I ain’t putting up with this any longer, he must have thought.
The second week of August 1971 in New York was hot and humid, steamy and sultry. Monday, Tuesday, Wednesday, each of those days reached 90 during the day and cooled only into the high 70s at night. The end of the week brought a little relief — 10 or so degrees cooler — but apparently not enough relief.
So Curtis Ousley went out and got himself an air conditioner. As Thursday night turned to Friday morning, he lugged it back to his brownstone apartment at 50 W. 86th St., a long block west of Central Park.
When he got there, a couple of guys were sitting on the steps. Junkies, they say. Doing drugs, they say. They got into it, Curtis Ousley and the dudes on the stoop. One of them pulled a knife. He stabbed Ousley in the chest. Ousley grabbed the knife. He stabbed that guy four times.

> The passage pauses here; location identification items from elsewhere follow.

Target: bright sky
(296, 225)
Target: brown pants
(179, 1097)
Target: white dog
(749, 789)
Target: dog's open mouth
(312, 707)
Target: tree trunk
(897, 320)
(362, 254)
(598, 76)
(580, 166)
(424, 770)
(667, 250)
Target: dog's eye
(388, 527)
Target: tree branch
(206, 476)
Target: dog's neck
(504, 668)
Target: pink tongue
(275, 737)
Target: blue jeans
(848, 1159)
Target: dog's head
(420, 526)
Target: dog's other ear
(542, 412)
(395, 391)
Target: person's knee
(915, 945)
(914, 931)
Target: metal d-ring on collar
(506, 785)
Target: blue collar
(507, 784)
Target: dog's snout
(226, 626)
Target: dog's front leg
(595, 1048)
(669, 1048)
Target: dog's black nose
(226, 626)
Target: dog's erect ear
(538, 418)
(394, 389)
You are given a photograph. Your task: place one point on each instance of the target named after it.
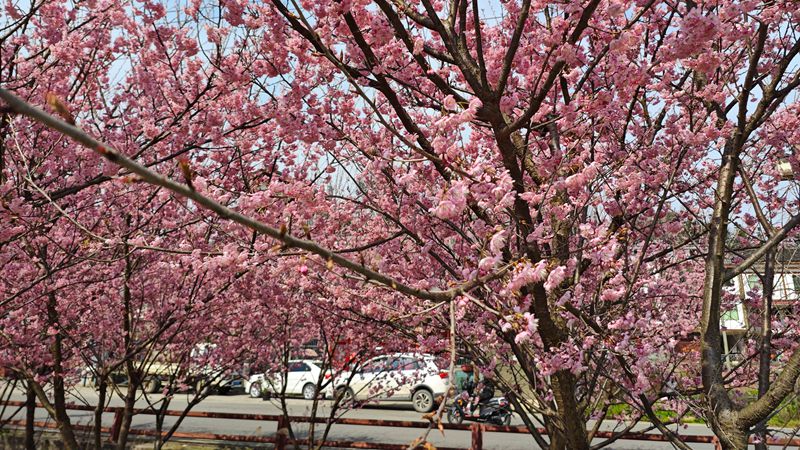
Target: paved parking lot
(387, 411)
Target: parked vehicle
(496, 411)
(419, 378)
(301, 379)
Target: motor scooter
(496, 411)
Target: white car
(402, 376)
(301, 379)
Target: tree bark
(721, 412)
(98, 411)
(765, 349)
(132, 372)
(30, 416)
(59, 393)
(573, 436)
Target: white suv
(301, 379)
(401, 376)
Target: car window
(410, 364)
(376, 365)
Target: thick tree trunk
(133, 374)
(573, 435)
(765, 349)
(98, 411)
(130, 403)
(59, 393)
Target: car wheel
(347, 397)
(255, 390)
(454, 415)
(422, 400)
(309, 391)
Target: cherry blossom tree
(562, 176)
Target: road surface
(387, 411)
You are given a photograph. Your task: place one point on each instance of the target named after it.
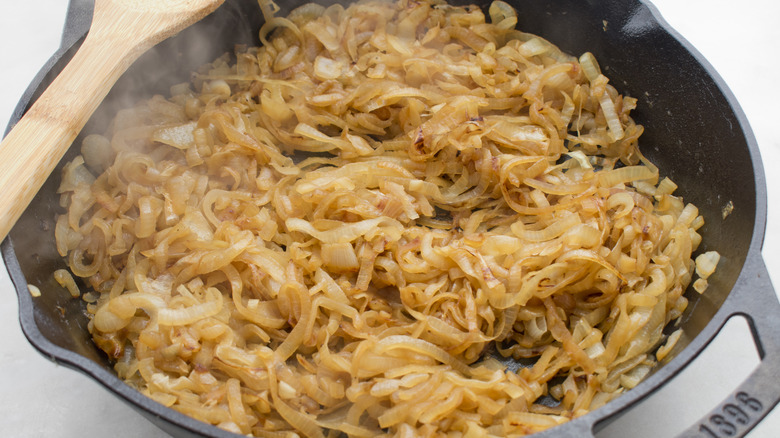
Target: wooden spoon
(121, 31)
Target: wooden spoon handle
(121, 31)
(36, 144)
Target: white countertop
(40, 398)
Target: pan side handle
(755, 397)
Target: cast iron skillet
(694, 130)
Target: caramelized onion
(330, 233)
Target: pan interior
(691, 132)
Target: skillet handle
(756, 300)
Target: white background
(39, 398)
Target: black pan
(712, 155)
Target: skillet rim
(157, 412)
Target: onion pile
(391, 219)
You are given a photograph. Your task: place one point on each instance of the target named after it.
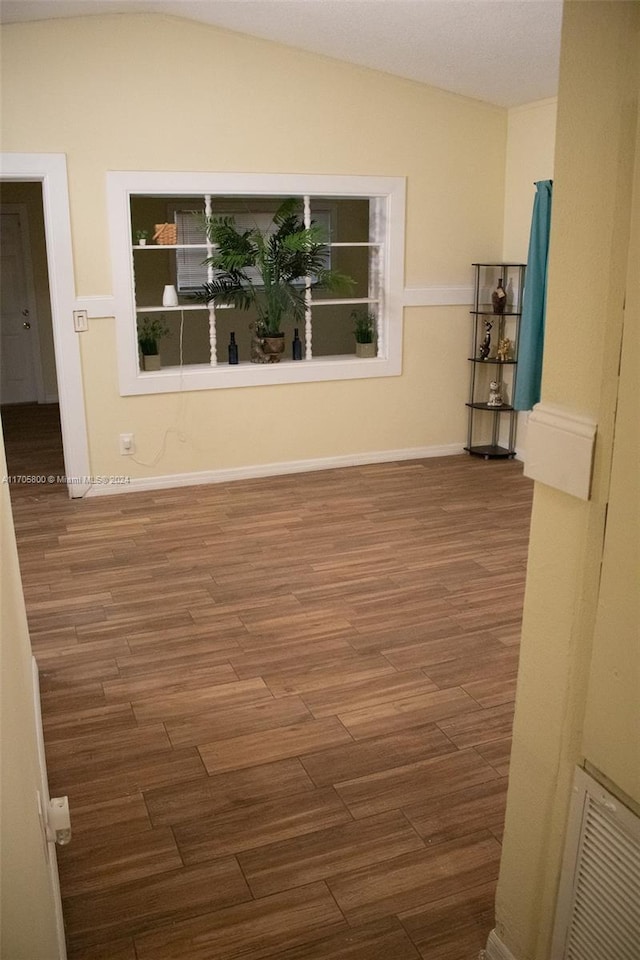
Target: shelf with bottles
(497, 308)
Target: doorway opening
(28, 374)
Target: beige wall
(611, 741)
(576, 644)
(30, 194)
(138, 92)
(27, 917)
(531, 138)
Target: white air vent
(598, 914)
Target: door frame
(50, 169)
(25, 245)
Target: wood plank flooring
(280, 708)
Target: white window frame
(390, 215)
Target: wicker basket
(166, 233)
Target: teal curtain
(527, 390)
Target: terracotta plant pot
(365, 349)
(151, 361)
(267, 349)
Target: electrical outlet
(127, 444)
(80, 321)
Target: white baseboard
(495, 949)
(271, 469)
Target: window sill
(225, 376)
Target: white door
(18, 330)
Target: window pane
(333, 330)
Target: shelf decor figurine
(495, 397)
(485, 347)
(166, 234)
(499, 298)
(503, 351)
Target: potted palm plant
(364, 331)
(150, 332)
(267, 270)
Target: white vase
(169, 297)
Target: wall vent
(598, 912)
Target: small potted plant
(364, 330)
(150, 332)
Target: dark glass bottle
(499, 298)
(233, 348)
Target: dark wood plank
(415, 783)
(416, 879)
(290, 741)
(321, 855)
(260, 824)
(252, 930)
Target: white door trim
(50, 169)
(20, 209)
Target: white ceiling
(502, 51)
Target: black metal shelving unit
(491, 430)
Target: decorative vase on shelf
(233, 349)
(169, 296)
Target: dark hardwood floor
(280, 708)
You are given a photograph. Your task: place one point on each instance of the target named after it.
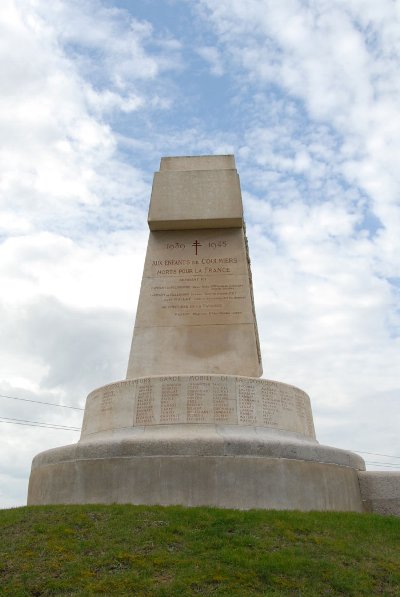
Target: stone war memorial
(193, 423)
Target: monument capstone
(193, 423)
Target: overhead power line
(374, 454)
(30, 423)
(41, 402)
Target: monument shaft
(196, 301)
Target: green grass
(142, 550)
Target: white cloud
(213, 57)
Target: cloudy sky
(305, 93)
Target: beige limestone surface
(198, 400)
(196, 306)
(237, 481)
(198, 162)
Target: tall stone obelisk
(193, 423)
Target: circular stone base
(221, 441)
(213, 467)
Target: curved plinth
(254, 464)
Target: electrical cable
(40, 402)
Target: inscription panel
(199, 399)
(195, 278)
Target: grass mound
(142, 550)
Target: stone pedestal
(227, 441)
(193, 424)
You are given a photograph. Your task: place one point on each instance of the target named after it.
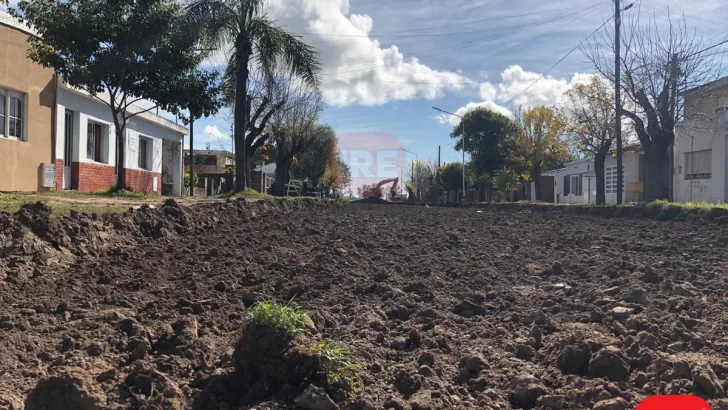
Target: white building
(86, 149)
(701, 152)
(576, 182)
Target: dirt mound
(152, 308)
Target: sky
(386, 63)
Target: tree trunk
(120, 158)
(599, 160)
(657, 172)
(283, 167)
(241, 116)
(537, 181)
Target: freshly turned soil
(443, 308)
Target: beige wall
(20, 160)
(701, 103)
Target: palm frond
(276, 47)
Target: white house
(576, 182)
(86, 149)
(700, 153)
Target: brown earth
(444, 308)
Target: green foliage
(284, 318)
(451, 176)
(187, 179)
(311, 163)
(132, 50)
(247, 193)
(338, 364)
(487, 135)
(505, 180)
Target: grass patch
(689, 206)
(338, 364)
(285, 318)
(247, 193)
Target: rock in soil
(315, 398)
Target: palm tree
(254, 39)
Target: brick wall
(59, 174)
(143, 181)
(87, 177)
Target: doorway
(67, 150)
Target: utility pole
(618, 101)
(192, 157)
(674, 74)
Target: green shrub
(287, 319)
(337, 363)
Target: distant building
(576, 182)
(215, 170)
(700, 167)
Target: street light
(401, 173)
(413, 164)
(462, 120)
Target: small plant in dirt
(337, 363)
(288, 319)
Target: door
(67, 150)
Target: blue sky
(387, 62)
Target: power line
(468, 44)
(558, 62)
(707, 48)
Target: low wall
(669, 212)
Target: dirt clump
(446, 308)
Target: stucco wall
(703, 102)
(691, 137)
(21, 160)
(87, 109)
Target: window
(576, 185)
(698, 165)
(11, 115)
(143, 152)
(610, 179)
(93, 142)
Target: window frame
(98, 144)
(21, 133)
(691, 176)
(146, 141)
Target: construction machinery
(376, 191)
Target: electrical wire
(470, 44)
(558, 62)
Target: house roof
(10, 21)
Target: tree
(311, 163)
(450, 176)
(254, 40)
(293, 126)
(121, 52)
(539, 143)
(590, 114)
(486, 135)
(657, 66)
(505, 180)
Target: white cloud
(514, 81)
(357, 69)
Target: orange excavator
(376, 192)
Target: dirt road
(444, 308)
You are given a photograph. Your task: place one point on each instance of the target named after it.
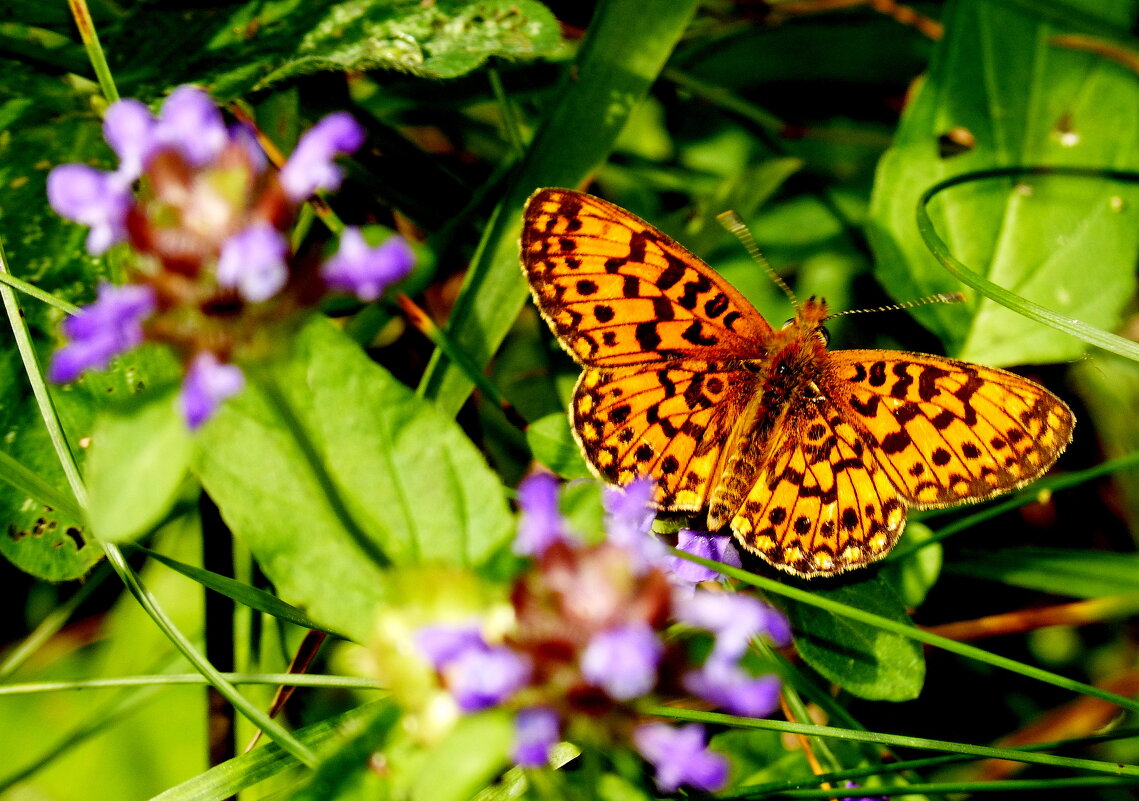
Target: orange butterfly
(811, 456)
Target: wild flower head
(595, 638)
(213, 272)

Curtis Ousley — known professionally as King Curtis, the great sax player — and his attacker, one Juan Montanez, wound up at the same hospital. Ousley died an hour later. Montanez survived, only to be arrested, convicted and imprisoned.
That was 41 years ago today — Aug. 13, 1971.
King Curtis, then just 37, had reached the top after 25 years of hard work.
Yes, he was just 12 when he started playing the sax in his hometown of Fort Worth, Texas. One of his hometown peers was Ornette Coleman, the great jazz sax player who was four years older. Ousley’s first big gig came in Lionel Hampton’s band. At the time of his death, King Curtis had lived in New York for almost 20 years and had become one of its most highly regarded session men.
And 1971, oh, what a year that was for King Curtis.
Early that year, Curtis and his band, the Kingpins, backed Aretha Franklin on her tour. In July, he did session work, solos, on two cuts on John Lennon’s “Imagine” album. Also that year, a new TV show needed a theme song, so he reworked his 1962 song “Hot Potatoes (Piping Hot)” as “Soul Train (Hot Potato)” and recorded it with the Rimshots.
His new album, “Live At Fillmore West,” was released in early August, a week before he came across the dudes on his stoop. It was recorded in San Francisco in the first week of March, at the same time as “Aretha Live at Fillmore West.”
“Memphis Soul Stew,” King Curtis, from “Live At Fillmore West,” 1971. It’s out of print but is available digitally.
King Curtis never lived to see this album become his biggest solo hit. It reached the top 10 on the Billboard jazz and soul charts and topped out at No. 54 on the Billboard Top 200 in the week after his death.
“Memphis Soul Stew” is just one of two original cuts on the record, which begins with that one and ends with “Soul Serenade.” Jammed in between are scorching and/or simmering covers of familiar tunes by Procol Harum, Led Zeppelin, Jerry Butler, Buddy Miles, Bobbie Gentry, Jerry Jeff Walker and Stevie Wonder.
All that scorching and simmering was performed and arranged by Curtis, yet seasoned by the mighty Kingpins. That all-star band included Billy Preston on organ, Bernard “Pretty” Purdie on drums and the formidable Memphis Horns.
Please visit our other blog, The Midnight Tracker, for more vintage vinyl, one side at a time.
The rest of the story: Juan Montanez, who was 26 at the time King Curtis was stabbed to death, was charged with second-degree murder. During his trial in February 1972, he agreed to plea to a lesser charge of second-degree manslaughter. He got seven years in prison and served almost six, the maximum possible with good behavior. He was released in December 1977. He hasn’t been heard from since.
Great tribute. I think if people had any idea how many records King Curtis ran the session on their minds would be blown.
I’m coming to get you, Montanez.
I hope somebody got him.
it shows you the bankruptcy of a liberal democrap state — he killed a great musician — killed a human, period — and served 6 years??????
New York was a Republican State in 1972, ya dummie!!
Why is made to be a Republican or Democratic issue. It tragic to get off with such little time for murder regardless of which laws and legal brinksmanship was in force at the time.